On October 24, 1878, editor Millington of the Winfield Courier refuted statements that the Winfield town site had been stolen by Manning and others.
“The two companies proceeded to give away lots to persons who would improve and occupy them, to other persons who would work for the benefit of the town in any way, and for other purposes to benefit the town. More than one-third, and nearly one-half of the lots in value, were given to occupants, to stage companies to induce stage service to Winfield, for services in and outside of Winfield, for churches, schools, courthouse and jail, and for other public purposes. The two companies paid out in the aggregate more than five thousand dollars in cash for the general benefit of the town site in various ways, aside from buildings for personal use.

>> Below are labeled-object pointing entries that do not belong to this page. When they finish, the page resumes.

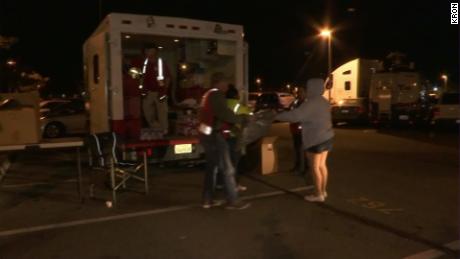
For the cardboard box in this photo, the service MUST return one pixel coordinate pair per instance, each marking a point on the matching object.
(269, 155)
(20, 125)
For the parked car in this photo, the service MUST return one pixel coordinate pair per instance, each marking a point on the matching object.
(285, 99)
(47, 105)
(252, 99)
(447, 110)
(66, 118)
(268, 100)
(274, 100)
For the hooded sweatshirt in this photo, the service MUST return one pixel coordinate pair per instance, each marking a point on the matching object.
(314, 114)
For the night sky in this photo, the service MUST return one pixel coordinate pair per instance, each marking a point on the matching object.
(282, 35)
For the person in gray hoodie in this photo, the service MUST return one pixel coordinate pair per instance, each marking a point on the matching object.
(314, 115)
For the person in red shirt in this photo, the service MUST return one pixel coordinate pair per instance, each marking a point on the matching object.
(154, 86)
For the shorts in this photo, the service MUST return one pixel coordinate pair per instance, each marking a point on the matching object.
(325, 146)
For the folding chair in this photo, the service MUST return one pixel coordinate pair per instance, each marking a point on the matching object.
(102, 148)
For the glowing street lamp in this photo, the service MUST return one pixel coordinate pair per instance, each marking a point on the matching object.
(327, 34)
(259, 83)
(444, 77)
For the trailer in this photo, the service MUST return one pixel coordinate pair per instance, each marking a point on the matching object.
(191, 49)
(349, 94)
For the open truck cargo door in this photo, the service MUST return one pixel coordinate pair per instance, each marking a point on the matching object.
(96, 74)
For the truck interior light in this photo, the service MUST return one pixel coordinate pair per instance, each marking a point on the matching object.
(160, 69)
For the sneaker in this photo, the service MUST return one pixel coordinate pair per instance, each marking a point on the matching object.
(241, 188)
(314, 198)
(208, 205)
(238, 206)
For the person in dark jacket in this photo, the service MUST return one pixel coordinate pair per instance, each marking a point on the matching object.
(314, 115)
(296, 133)
(214, 116)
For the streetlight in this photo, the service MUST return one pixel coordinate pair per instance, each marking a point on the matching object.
(11, 62)
(445, 78)
(258, 83)
(327, 33)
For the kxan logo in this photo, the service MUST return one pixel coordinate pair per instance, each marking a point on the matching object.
(453, 13)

“The plan that had been adopted to secure the erection of buildings in Winfield was to contract to give a deed of the lot built upon free, and the adjoining lot at value, when the said Manning and Fuller should be able to enter their claims at the U. S. land office. It was intended and expected that when the land office should be opened, Manning and Fuller should each enter his entire claim, and then deed the 40 acres of town site to the town company, and the 120 acres to the town association, and these corporations should then deed the improved lots to the owners of the improvements, and sell them the adjoining lots at value. Such entries and dispositions had been made in the cases of the town sites of Wichita and Augusta, and it was considered the true way in such cases.
“In nearly all the other town sites of the state made before entry, the original claimants entered the land and then deeded to the occupants, town companies, and others, according to previous agreement, and that was originally the intention with regard to this town site, but the commissioner of the general land office had made a ruling in the case of this reserve, that the claimant must, before entering, subscribe an oath, that he had not sold or agreed to sell or otherwise dispose of, any part of the claim he proposed to enter, and though this ruling was clearly outside of law and the oath if taken would not be an oath at all in fact (as afterwards decided by the courts) yet Manning and Fuller did not like to conform to it as others were doing. They, therefore, procured the probate judge of the county to enter the town site under the town site laws, and then each entered the other 80 acres of his claim in his own name.”